Monday, July 08, 2013
A week ago a got a nice letter from
my medical insurance company. My policy
is a group plan through the American Association of Orthodontists that I have
had since 1997. As you might expect, my
premiums have risen at an incredible rate, and my last 6 month premium for
Beverly and I was $13,791. The policy is
for a high deductible ($6,000) and PPO
plan, which means that the insurance pays nothing until I have spent $6,000 out
of my pocket each year, and that I agree to use providers in their preferred
group for which they would pay 80% of reasonable and customary. If I go out of their preferred group, they
only pay 60%. Since 1997, we have only
exceeded the deductible 3 times, which means for the approximately $193,412 we
have spent on premiums, they have paid approximately $10,000 total. This is clearly a policy designed for catastrophic
illnesses or injuries, and since we have avoided them, we just get to pay the
premiums and feel lucky.
It is usual for me to receive a letter a month
or so before the premiums are due. The
letter generally tells me that expenses are very high and that they have been
able to hold the premium increase to only 11%.
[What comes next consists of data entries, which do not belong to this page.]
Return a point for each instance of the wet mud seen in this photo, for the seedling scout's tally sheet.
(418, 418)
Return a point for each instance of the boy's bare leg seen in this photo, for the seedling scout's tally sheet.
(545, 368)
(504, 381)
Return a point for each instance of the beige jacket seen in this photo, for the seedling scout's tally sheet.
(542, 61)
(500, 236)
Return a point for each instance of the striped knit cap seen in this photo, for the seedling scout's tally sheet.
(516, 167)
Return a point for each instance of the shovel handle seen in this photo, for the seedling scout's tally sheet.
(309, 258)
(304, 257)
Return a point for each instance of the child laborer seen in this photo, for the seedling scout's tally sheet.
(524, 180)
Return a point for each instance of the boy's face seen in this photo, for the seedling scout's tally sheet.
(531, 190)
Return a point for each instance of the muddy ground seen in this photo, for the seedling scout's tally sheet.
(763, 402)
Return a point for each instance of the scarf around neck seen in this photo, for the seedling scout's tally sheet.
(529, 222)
Imagine my surprise that this time the letter informed me that they (New
York Life) is pulling out of the medical insurance market because of
Obamacare. Since they would have no
choice about accepting clients with pre-existing conditions, their actuaries
could not accurately predict what their expenses would be so they are leaving
the market. To me it feels a bit like a slap in the face. I suppose lots of other participants in the
plan have been able to have their claims paid with my premium dollars, but I want
my chance! Sort of. The point here is that they are not the only
company with the same hesitation who will be leaving the medical insurance
market in the near future. For me, if
the group doesn’t come up with another company, I will be hitting the insurance
exchanges with the rest of America. But
look at my premiums for catastrophic insurance…..How can an employer be forced
to pay as much for his employee’s medical insurance as he might pay them in
wages. Or how can an individual who makes
$20 an hour, or $41,600 gross per year assuming 40 hours per week/52 weeks per
year be forced to pay half of their gross earnings in medical insurance. Oh
wait, I forgot…..WE are going to subsidize their policy. To the tune of half of
their gross wages? Can anyone with a
calculator see how this can work without accelerating the spinning feeling we
already are experiencing as we head down the drain?